Intervista con Luca Farulli

Luca Farulli

Luca Farulli, professore di Estetica all’Accademia di Belle Arti di Venezia, è titolare del corso di Estetica dell’arte digitale nonchè coordinatore del workshop Arte e Multimedia presso il Master. I suoi ambiti di ricerca vertono principalmente sulla teoria del colore e la video arte. Con lui abbiamo parlato di linguaggi digitali e sensibilità artistica oltre che dei nuovi progetti cui sta lavorando.

Quali sono gli argomenti trattati durante le lezioni?

Il corso ha come finalità quella di formare la sensibilità, di educare il gusto per i linguaggi immagine di tipo elettronico. Per raggiungere tale finalità, la visione e l’analisi delle soluzioni immagine, quali si sono date nella vicenda della media-art, costituisce sempre più il momento centrale degli incontri. Le opere visionate, non vengono proposte come modelli, per le soluzioni proposte, bensì come esempi, a partire dai quali i frequentanti sono spinti ad elaborare autonomamente soluzioni nuove, content di valore innovativo, da un punto di vista della comunicazione. In particolare, gli incontri si concentrano sul video d’artista e, quest’anno, sul tema relativo al colore. L’altra anima del corso è quella che ha elementi in comune con il cool hunter, ovvero, con la figura di chi è preposto ad individuare i Fashion Trends. E’ l’aspetto più difficile.

Qual’è lo stato dell’arte dell’arte digitale oggi?

In merito allo stato delle cose nell’ambito dell’arte digitale, si segnalano due direzioni di ricerca principali. Una, particolarmente interessata alla intermedialità, al confronto con altri regimi d’immagine, soprattutto l’immagine pittorica, oltre che filmica e fotografica. Penso, in particolare, alla linea inaugurata da Viola e Hill, i quali rappresentano una precisa linea di ricerca, piuttosto che l’espressione di una fase storica della sperimentazione artistica. Non a caso, in questa linea di proposta, lo spazio per l’interazione va progressivamente a ridursi. L’altra possibilità di sviluppo, invece, si incentra proprio sulla ricerca delle interfaccia, della progettazione interattiva. In questo contesto, mi sembra si segnali sempre più l’elaborazione di sistemi complessi autoregolantesi, ripresi dall’ambito biologico, medico, cellulare, per cui si hanno installazioni, multimediali, in cui l’esterno, l’ambiente costituisce stimolo di sviluppo del sistema-macchina. Lo definirei un indirizzo bio.

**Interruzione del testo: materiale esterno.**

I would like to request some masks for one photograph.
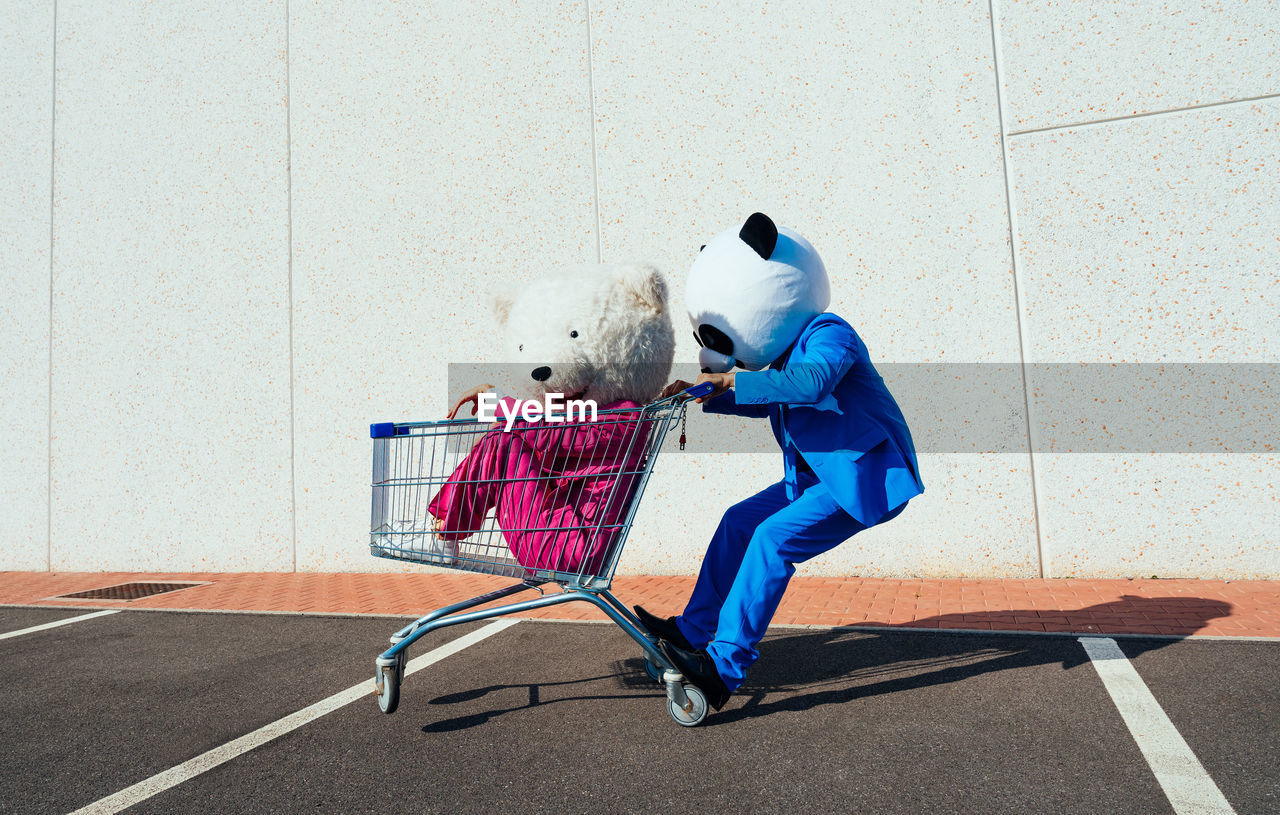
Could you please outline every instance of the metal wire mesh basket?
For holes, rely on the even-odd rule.
[[[684,401],[371,427],[377,557],[607,588]]]

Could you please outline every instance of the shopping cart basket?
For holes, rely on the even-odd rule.
[[[392,635],[374,670],[382,711],[395,711],[409,646],[427,633],[583,601],[640,646],[645,673],[666,686],[671,718],[686,727],[702,722],[705,694],[685,682],[658,638],[609,587],[667,432],[683,421],[689,398],[711,391],[704,383],[641,408],[599,411],[594,420],[546,416],[510,428],[475,419],[372,425],[372,553],[519,579],[438,608]],[[539,597],[468,611],[529,589]]]

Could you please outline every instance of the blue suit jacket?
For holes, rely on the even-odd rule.
[[[866,526],[924,492],[902,411],[842,318],[819,314],[782,359],[764,371],[740,371],[734,382],[703,410],[767,416],[792,498],[796,450],[840,506]]]

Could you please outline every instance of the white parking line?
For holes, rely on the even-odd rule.
[[[67,617],[66,619],[54,620],[51,623],[44,623],[43,625],[33,625],[30,628],[23,628],[20,631],[9,631],[5,634],[0,634],[0,640],[7,640],[10,637],[21,637],[23,634],[34,634],[37,631],[44,631],[48,628],[57,628],[60,625],[71,625],[72,623],[78,623],[81,620],[92,620],[94,617],[105,617],[108,614],[116,614],[120,611],[123,611],[123,609],[109,608],[106,611],[95,611],[92,614],[81,614],[79,617]]]
[[[1151,689],[1108,637],[1080,637],[1111,701],[1178,815],[1235,815]]]
[[[503,629],[510,628],[518,623],[519,620],[507,617],[495,620],[484,628],[476,629],[469,634],[463,634],[452,642],[445,643],[439,648],[435,648],[420,657],[409,660],[409,664],[405,666],[404,674],[408,676],[411,673],[420,671],[429,665],[432,665],[447,656],[458,653],[464,648],[468,648],[480,642],[483,639],[492,637]],[[188,759],[176,767],[170,767],[164,772],[157,773],[150,778],[139,781],[131,787],[125,787],[114,795],[108,795],[98,801],[94,801],[86,807],[77,809],[71,815],[113,815],[123,809],[127,809],[139,801],[157,795],[170,787],[175,787],[183,781],[194,778],[201,773],[206,773],[220,764],[225,764],[236,756],[247,753],[255,747],[259,747],[272,739],[283,736],[290,731],[297,730],[308,722],[314,721],[326,713],[332,713],[344,705],[349,705],[357,699],[366,699],[371,696],[370,688],[373,685],[372,671],[367,682],[361,682],[359,685],[353,685],[344,691],[339,691],[327,699],[322,699],[314,705],[304,707],[297,713],[291,713],[283,719],[272,722],[271,724],[254,730],[252,733],[246,733],[238,739],[229,741],[219,747],[215,747],[207,753],[201,753],[195,758]]]

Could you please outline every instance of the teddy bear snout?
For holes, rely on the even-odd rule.
[[[529,374],[529,376],[533,377],[539,382],[546,382],[548,379],[551,378],[551,369],[548,368],[546,365],[541,365],[537,368],[534,368],[533,371]]]

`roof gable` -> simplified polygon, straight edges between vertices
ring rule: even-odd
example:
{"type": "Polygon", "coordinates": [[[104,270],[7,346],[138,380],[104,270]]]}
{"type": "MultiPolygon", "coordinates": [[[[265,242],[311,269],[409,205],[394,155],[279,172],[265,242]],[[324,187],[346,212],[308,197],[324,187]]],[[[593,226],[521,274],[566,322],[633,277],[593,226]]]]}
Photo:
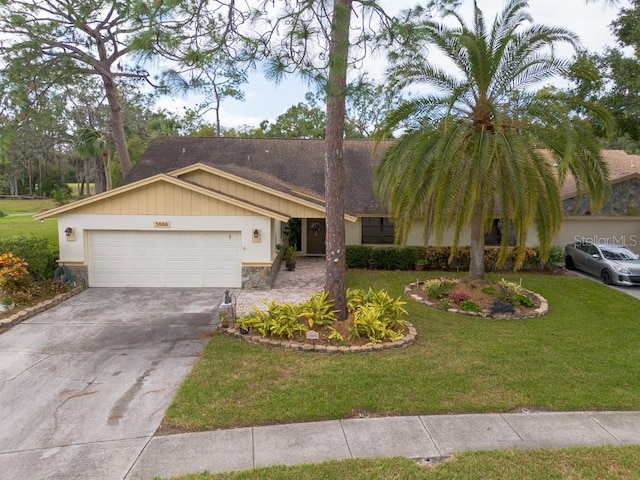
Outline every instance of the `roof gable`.
{"type": "MultiPolygon", "coordinates": [[[[295,194],[276,190],[260,183],[229,174],[208,165],[196,164],[171,172],[181,180],[194,183],[208,190],[218,192],[229,198],[261,205],[282,212],[290,218],[324,217],[324,200],[311,194],[295,194]]],[[[355,222],[356,217],[345,215],[347,220],[355,222]]]]}
{"type": "MultiPolygon", "coordinates": [[[[609,167],[611,185],[640,177],[640,155],[630,155],[624,150],[602,150],[602,157],[609,167]]],[[[567,175],[560,195],[562,200],[569,200],[578,195],[572,175],[567,175]]]]}
{"type": "Polygon", "coordinates": [[[36,220],[64,213],[102,215],[264,215],[289,217],[238,198],[230,198],[184,180],[159,174],[34,215],[36,220]],[[204,200],[204,201],[203,201],[204,200]],[[195,205],[195,206],[194,206],[195,205]]]}

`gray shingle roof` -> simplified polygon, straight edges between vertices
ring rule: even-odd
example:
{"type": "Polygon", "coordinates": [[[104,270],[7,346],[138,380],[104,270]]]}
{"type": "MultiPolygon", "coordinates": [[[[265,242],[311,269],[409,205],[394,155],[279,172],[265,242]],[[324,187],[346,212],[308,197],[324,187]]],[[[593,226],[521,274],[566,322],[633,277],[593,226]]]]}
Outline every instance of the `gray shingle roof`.
{"type": "MultiPolygon", "coordinates": [[[[371,140],[345,140],[345,209],[352,215],[385,211],[373,192],[373,170],[388,144],[375,152],[371,140]]],[[[304,198],[324,197],[323,139],[162,137],[155,139],[124,179],[131,183],[158,173],[168,173],[204,163],[247,180],[304,198]]],[[[640,174],[640,156],[620,150],[603,150],[611,181],[640,174]]],[[[563,198],[575,195],[569,176],[563,198]]]]}
{"type": "MultiPolygon", "coordinates": [[[[374,157],[371,140],[345,140],[345,210],[352,215],[384,209],[373,192],[373,170],[385,145],[374,157]]],[[[324,197],[322,139],[162,137],[155,139],[123,183],[204,163],[287,193],[324,197]]]]}

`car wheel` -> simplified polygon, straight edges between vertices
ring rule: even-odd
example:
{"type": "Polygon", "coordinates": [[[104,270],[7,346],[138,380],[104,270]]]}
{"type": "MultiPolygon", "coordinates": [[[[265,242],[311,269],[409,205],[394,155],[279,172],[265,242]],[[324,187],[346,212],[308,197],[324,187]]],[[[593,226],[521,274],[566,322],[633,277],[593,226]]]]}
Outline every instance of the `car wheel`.
{"type": "Polygon", "coordinates": [[[600,278],[605,285],[611,285],[613,283],[613,278],[611,278],[611,272],[609,270],[602,270],[600,278]]]}
{"type": "Polygon", "coordinates": [[[576,264],[573,263],[573,258],[569,255],[567,255],[564,258],[564,265],[565,267],[567,267],[567,270],[575,270],[576,269],[576,264]]]}

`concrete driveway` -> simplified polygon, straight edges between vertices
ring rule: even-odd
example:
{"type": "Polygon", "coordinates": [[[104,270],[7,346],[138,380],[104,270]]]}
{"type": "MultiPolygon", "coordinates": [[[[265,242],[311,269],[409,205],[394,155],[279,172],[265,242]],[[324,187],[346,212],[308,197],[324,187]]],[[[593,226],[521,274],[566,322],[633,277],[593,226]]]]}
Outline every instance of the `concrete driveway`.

Quali sono i progetti a cui sta lavorando?

Il progetto che sempre più sta al centro della mia ricerca è quello dello scambio reciproco tra pittura e video. All’interno di tale ricerca, l’aspetto del colore, la ricerca colore assume un ruolo nevralgico. Mi piacerebbe riuscire a elaborare un regime di immagine elettronica che avesse la forza comunicativa di un quadro di Mark Rothko. E’ quello che stiamo cercando di sviluppare con gli studenti dell’Accademia di Venezia anche in collegamento con altri studenti sparsi in Europa. Questo settore di ricerca ha, ovviamente, un grande peso nel linguaggio-immagine ma, ancor più, in quei settori applicativi del multimedia che si stanno facendo strada nel campo fashion, nei nuovi abiti mutanti. Si tratta di una nuova frontiera.